2020 – O foco sai da Previdência e vai para o crescimento

No final de 2019 utilizamos como mote, para comunicar o cenário para 2020, a seguinte frase: “Para a economia mundial o melhor já passou, enquanto para a economia brasileira o pior já passou”. Ainda que não tivéssemos como prever a ação militar dos EUA no Irã e a expansão do Corona vírus, esses eventos certamente aprofundam a ideia de que não será um ano tranquilo para o setor externo. Nos próximos meses, provavelmente as previsões para o crescimento global serão revisadas para baixo. Por exemplo, as primeiras estimativas sugerem a subtração de 1 ponto percentual no crescimento chinês em 2020 por conta do vírus. Além disso, as primeiras medidas do novo governo argentino confirmam a projeção de que a crise no País vizinho vai perdurar. Dessa forma, não poderemos contar com a contribuição do mercado externo para o crescimento do Brasil nesse ano.
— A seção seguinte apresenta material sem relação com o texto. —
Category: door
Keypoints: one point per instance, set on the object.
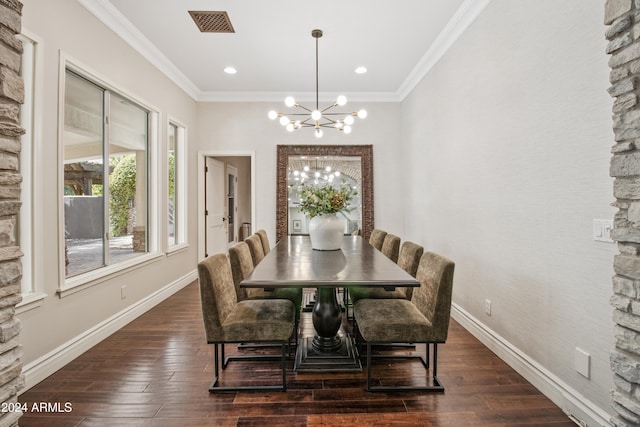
(232, 204)
(215, 213)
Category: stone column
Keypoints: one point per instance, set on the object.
(11, 96)
(623, 33)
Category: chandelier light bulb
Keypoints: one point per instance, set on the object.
(289, 101)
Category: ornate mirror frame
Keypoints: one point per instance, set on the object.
(282, 191)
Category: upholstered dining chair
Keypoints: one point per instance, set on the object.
(376, 239)
(424, 319)
(408, 260)
(391, 247)
(242, 265)
(266, 247)
(227, 320)
(255, 246)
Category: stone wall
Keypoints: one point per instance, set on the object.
(623, 34)
(11, 96)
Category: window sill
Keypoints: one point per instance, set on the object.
(30, 302)
(92, 278)
(175, 249)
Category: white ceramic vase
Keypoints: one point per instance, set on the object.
(326, 232)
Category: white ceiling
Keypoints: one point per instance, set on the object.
(274, 52)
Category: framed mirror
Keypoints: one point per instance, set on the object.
(345, 157)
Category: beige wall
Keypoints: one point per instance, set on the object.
(507, 146)
(244, 127)
(65, 26)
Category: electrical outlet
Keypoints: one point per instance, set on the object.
(582, 362)
(487, 307)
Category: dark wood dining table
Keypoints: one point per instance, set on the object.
(293, 263)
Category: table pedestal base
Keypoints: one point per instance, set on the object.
(344, 359)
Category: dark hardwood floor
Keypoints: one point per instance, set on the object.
(156, 372)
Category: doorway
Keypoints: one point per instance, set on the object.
(225, 199)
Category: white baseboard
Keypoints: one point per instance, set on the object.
(46, 365)
(582, 411)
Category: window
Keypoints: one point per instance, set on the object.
(106, 197)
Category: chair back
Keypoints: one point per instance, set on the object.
(377, 238)
(391, 247)
(433, 297)
(266, 247)
(255, 246)
(409, 257)
(217, 294)
(408, 260)
(241, 266)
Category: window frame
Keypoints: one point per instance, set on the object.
(68, 286)
(30, 224)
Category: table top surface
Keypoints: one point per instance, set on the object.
(293, 263)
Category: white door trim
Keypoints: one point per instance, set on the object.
(201, 190)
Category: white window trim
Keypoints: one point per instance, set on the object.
(181, 192)
(31, 214)
(68, 286)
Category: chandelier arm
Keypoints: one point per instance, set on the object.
(295, 114)
(317, 35)
(304, 108)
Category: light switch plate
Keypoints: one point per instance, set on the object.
(602, 230)
(582, 362)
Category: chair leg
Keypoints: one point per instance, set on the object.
(215, 368)
(214, 388)
(437, 385)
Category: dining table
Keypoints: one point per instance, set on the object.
(292, 262)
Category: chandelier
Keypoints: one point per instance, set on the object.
(317, 118)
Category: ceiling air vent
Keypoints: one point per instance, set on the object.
(212, 22)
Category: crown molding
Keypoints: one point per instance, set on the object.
(306, 97)
(120, 25)
(459, 22)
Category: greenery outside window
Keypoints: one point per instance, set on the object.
(176, 234)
No cenário interno, acreditamos que a passagem do ano de 2019 para 2020 tem marcado uma mudança de foco no debate econômico brasileiro. Enquanto no ano passado as atenções estiveram voltadas para o comprometimento do governo com a agenda da sustentabilidade fiscal, em especial a aprovação da Reforma da Previdência, nesse ano, o baixo crescimento econômico, bem como os elementos estruturais, que nos impedem de crescer, ganhará mais destaque.

O controle das contas públicas deve permitir juros mais baixos por mais tempo. Além disso, verifica-se um efeito crownding in do setor privado na economia na medida em que o setor público diminui a sua participação. Esse movimento é crucial para o prospecto de taxa de juros, inflação e taxa de câmbio.

A menor competição do Governo pelos recursos escassos com os demais setores da economia tende a diminuir a tensão dos preços durante retomada. No período anterior, por exemplo, os gastos públicos eram altamente pró-cíclicos, ou seja, quando a economia crescia o setor público aumentava os gastos. Tendo em vista que no curto prazo a quantidade ofertada de insumos e mão de obra são restritos, gerávamos uma maior pressão inflacionária. A inflação crescente obrigava a atuação enérgica do Banco Central, que precisava elevar a taxa básica de juros para desacelerar a economia e conter os preços. Os juros mais altos ampliavam o diferencial de juros em relação ao exterior, atraindo capitais e apreciando a taxa de câmbio.

Permanecendo no caminho do ajuste fiscal, acreditamos que temos, depois de quarenta anos, um ambiente mais propício para o crescimento puxado pela indústria, favorecida pela configuração de juros mais baixos e taxa de câmbio mais desvalorizada. Contudo, assim como para uma indústria se manter competitiva ela precisa se atualizar constantemente, o setor público, que estabelece as bases para o ambiente em que a indústria atua, também deve estar em constante modernização. A modernização trabalhista foi um passo importante. Porém, a Reforma Tributária também já está muitas décadas atrasada, e precisamos rapidamente de uma modernização da economia brasileira nesse aspecto. Continuando nessa trajetória, podemos ser mais confiantes e esperar uma atividade mais dinâmica nos próximos anos e com maior participação do setor privado.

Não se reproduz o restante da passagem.